Awilda Quezada Puntiel's workspace
Tools of the trade for America’s mask-making army of volunteers.

Across the country, sewers are sitting at their machines with patterns for the handmade masks. In hospitals, they are being used to extend the life of medical-grade masks, which would typically be disposed of after a single patient. Support staff, nursing homes and first responders also welcome the homemade versions since medical masks increasingly aren’t available.

Quezada wasn’t surprised when Nelson reached out with the idea for alumni and current students in Fashion Studies to join the sewing efforts. Nelson “was always the business guru,” Quezada recalls of their group assignments at Montclair State. “She was the one who would always be able to come up with ideas and actually bring them to life.”

Awilda Quezada Puntiel puts the finishing touches on a handmade mask.
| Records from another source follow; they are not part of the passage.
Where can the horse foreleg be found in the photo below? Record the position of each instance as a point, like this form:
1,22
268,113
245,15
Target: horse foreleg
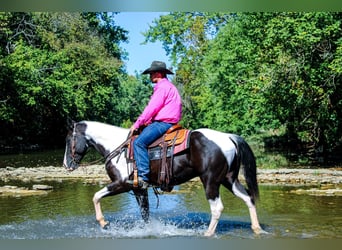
216,208
98,212
240,192
142,199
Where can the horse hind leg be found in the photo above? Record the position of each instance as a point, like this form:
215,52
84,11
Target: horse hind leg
239,190
142,199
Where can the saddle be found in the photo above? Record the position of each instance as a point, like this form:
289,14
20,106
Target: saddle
174,141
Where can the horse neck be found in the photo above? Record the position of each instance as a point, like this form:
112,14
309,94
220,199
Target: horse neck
105,137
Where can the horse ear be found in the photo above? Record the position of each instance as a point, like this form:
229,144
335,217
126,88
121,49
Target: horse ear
70,123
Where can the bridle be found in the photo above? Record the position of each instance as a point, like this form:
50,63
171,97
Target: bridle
74,159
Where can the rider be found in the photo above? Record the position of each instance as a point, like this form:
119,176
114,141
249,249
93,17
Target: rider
163,110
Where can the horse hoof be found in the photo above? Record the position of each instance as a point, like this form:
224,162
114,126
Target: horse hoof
106,226
259,231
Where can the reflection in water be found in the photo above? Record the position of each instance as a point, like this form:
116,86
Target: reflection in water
67,212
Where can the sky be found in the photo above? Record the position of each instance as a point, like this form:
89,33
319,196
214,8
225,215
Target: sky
140,56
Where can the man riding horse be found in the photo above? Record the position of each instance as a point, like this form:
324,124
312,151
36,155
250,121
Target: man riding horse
163,110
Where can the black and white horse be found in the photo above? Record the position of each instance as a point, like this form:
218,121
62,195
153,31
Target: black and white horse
213,156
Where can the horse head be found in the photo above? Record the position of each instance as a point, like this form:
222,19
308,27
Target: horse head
76,145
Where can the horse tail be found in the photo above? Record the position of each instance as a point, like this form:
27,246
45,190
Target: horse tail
246,158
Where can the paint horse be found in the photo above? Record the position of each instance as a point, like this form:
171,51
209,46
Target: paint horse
213,156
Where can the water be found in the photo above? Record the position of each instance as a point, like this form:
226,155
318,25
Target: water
67,213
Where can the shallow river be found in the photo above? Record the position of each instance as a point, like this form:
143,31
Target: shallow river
67,212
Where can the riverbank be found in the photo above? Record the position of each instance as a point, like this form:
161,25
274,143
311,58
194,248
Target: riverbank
323,181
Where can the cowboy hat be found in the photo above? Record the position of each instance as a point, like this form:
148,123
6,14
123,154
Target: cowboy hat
157,66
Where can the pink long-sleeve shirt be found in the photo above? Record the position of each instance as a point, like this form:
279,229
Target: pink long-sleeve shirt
165,105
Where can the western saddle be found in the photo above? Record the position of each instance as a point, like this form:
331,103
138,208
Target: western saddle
174,141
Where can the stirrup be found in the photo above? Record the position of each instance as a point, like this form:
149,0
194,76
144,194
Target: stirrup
141,183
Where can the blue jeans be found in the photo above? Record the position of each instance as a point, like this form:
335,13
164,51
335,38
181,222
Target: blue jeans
140,145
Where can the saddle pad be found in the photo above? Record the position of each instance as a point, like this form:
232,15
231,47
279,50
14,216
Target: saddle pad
169,138
156,151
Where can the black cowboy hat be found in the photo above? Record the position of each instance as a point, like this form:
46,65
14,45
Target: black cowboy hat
158,66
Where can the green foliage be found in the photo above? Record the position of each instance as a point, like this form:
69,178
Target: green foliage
258,71
58,65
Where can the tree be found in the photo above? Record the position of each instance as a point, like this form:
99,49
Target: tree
56,65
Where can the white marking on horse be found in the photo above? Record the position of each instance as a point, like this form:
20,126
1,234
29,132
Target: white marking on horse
223,141
103,134
216,208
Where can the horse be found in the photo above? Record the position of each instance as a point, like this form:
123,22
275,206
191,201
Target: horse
215,157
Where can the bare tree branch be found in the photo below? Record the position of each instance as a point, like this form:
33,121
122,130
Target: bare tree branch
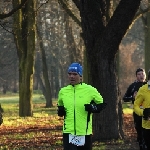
3,16
77,3
63,4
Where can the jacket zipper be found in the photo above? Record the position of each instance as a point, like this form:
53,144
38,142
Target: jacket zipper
74,115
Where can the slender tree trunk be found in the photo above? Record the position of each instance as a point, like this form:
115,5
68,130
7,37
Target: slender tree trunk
147,42
24,28
102,44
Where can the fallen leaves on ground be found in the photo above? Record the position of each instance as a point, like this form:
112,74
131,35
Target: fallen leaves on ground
43,135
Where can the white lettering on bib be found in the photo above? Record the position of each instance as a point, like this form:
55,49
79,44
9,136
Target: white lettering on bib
77,140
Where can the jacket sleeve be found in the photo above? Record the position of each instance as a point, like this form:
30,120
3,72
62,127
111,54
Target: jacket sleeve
60,102
129,94
137,103
96,96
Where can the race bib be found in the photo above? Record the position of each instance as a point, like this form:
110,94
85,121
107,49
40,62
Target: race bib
77,140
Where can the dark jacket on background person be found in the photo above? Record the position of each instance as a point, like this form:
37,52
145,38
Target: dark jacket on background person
131,89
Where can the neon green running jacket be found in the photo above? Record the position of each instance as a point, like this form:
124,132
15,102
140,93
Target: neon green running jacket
73,99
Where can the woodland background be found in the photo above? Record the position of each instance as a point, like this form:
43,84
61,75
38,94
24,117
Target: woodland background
49,36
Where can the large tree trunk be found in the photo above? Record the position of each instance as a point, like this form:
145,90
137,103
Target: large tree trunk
24,27
102,45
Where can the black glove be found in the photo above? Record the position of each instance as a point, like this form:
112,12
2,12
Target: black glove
146,113
61,111
94,108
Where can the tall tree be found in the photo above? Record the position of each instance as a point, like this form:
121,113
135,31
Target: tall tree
24,30
102,43
102,35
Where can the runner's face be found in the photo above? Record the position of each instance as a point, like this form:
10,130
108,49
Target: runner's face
141,76
74,78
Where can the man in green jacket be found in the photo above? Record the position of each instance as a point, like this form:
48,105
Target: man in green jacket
143,97
77,102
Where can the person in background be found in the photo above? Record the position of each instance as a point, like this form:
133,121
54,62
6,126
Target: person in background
130,97
143,97
76,103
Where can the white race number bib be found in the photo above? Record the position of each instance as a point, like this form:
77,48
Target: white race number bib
77,140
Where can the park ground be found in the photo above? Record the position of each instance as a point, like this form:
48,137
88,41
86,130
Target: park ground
44,131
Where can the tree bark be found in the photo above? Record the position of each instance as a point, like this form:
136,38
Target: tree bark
102,43
24,28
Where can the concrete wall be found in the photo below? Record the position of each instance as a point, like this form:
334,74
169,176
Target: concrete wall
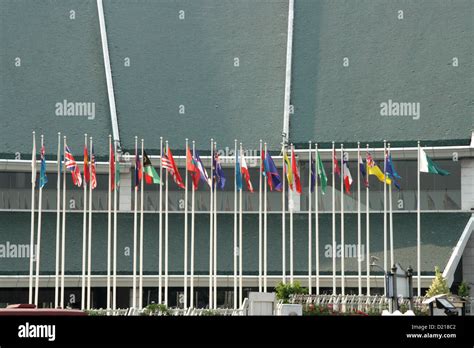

In less than a week, Quezada had stitched more than 150 face masks. Sarah Wyatt ’17, a visual merchandiser for CB2 furniture, is making masks as well, inspired to join the efforts because her roommate works at a hospital where masks are being rationed. “I want to try to push out as many as we can to help out,” she says.

Brianna Cesaro, a senior Fashion Studies major, has been working on the masks for up to 14 hours a day, her brother helping by attaching labels. She’s distributed most of her handiwork to the local EMT team in Kenilworth, New Jersey.

“It feels great to be able to help those who are putting their lives at risk for us,” she says. “I want to make their jobs easier and let them know that we stand behind them and that they are not alone.”